Step 8 – Facility Tour

Provided the conference call goes well, we’ll schedule a facility tour. We find that doing the Seller call first breaks the ice, and the parties are more comfortable during a visit.

Step 9 – Post-Visit Q&A

Visits often lead to more questions. Our approach to M&A is to provide as much information as possible to ensure that when an LOI is submitted, there’s a high likelihood the deal will close. Occasionally buyers will ask questions that we don’t think are appropriate in a pre-LOI time frame. We’ll tell you if that is the case, but generally speaking, we prefer more questions upfront. That said, if you suffer from analysis paralysis, understand you might lose the opportunity. Just because we’re answering your questions, it doesn’t mean we’re not moving other quality buyers through the process.

Step 10 – LOI Submission

Often we’re asked to review an LOI before submission to the client, especially when there is competition for the acquisition. We’ll gladly provide guidance, especially if we know an item is a deal-breaker. Some things that we look for in an LOI are defined timelines for due diligence and closing and a clear purchase price and method of payment, not something that is to be determined in the future. See our article on Critical Elements of a Letter of Intent (LOI).  If you need an acquisition loan, we want to know the amount of your equity injection, as this speaks to the likelihood of loan approval. We’ll also seek a deadline for loan application and submission of the purchase and sale agreement.

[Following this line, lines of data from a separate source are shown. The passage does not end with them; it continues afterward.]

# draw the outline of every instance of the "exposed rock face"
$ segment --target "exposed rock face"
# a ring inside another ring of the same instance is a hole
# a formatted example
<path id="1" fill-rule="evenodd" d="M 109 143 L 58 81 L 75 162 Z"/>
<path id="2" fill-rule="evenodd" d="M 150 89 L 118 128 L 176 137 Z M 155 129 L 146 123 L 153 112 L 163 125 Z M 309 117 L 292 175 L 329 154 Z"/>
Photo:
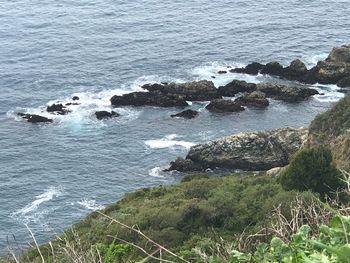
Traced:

Our goal is to make sure the parties are on the same page on all key elements to avoid problems later.

Step 11 – Due Diligence

Once the LOI is executed, you’ll be granted access to other folders within the data room. We have a proprietary due diligence tracker that we will incorporate your specific questions into. It’s designed to track the date of a request to the specific category, provide comments and where in the data room the item can be found. To speed the sale process, your lender and attorney can be given access to the tracker and the data room.

Toward the end of due diligence, you’ll be required to submit your purchase and sale agreement. AMB will take a first pass at this document to ensure that it aligns with the LOI. From there, each side’s attorney will take over.

Step 12 – Closing

There will be a roller coaster of emotions on the part of both the Seller and you, the Buyer, during this process. We’ll help you manage it by getting the data needed to become comfortable with the purchase. If you buy a manufacturing business through us, you’ve got a friend in the industry. We’ll remain in touch and cheer on your success. Our relationship with various buyers over time has included building a new website for them, helping them find add-on acquisitions, getting them interviews with major trade publications and sometimes selling the same business years later as you the buyer, become the seller and enter retirement.

The Baker’s Dozen

Here’s a bonus #13 on our process – We’re not fans of a controlled process. Controlled “Auction” processes push people with artificial deadlines. People submit LOIs when they’re not even sure they want to proceed…and the majority of times, they don’t because they didn’t know enough about the target company to make an intelligent acquisition decision. We’d rather facilitate a deep understanding and establishment of a quality, long-term relationship. This is why we close between 97-98% of the manufacturing companies we list.

We hope this helps you understand our sale process. It’s different than many M&A firms, but it’s designed to protect clients, not waste everyone’s time and get both sides to the finish line with their relationship intact so that they can work together through transition.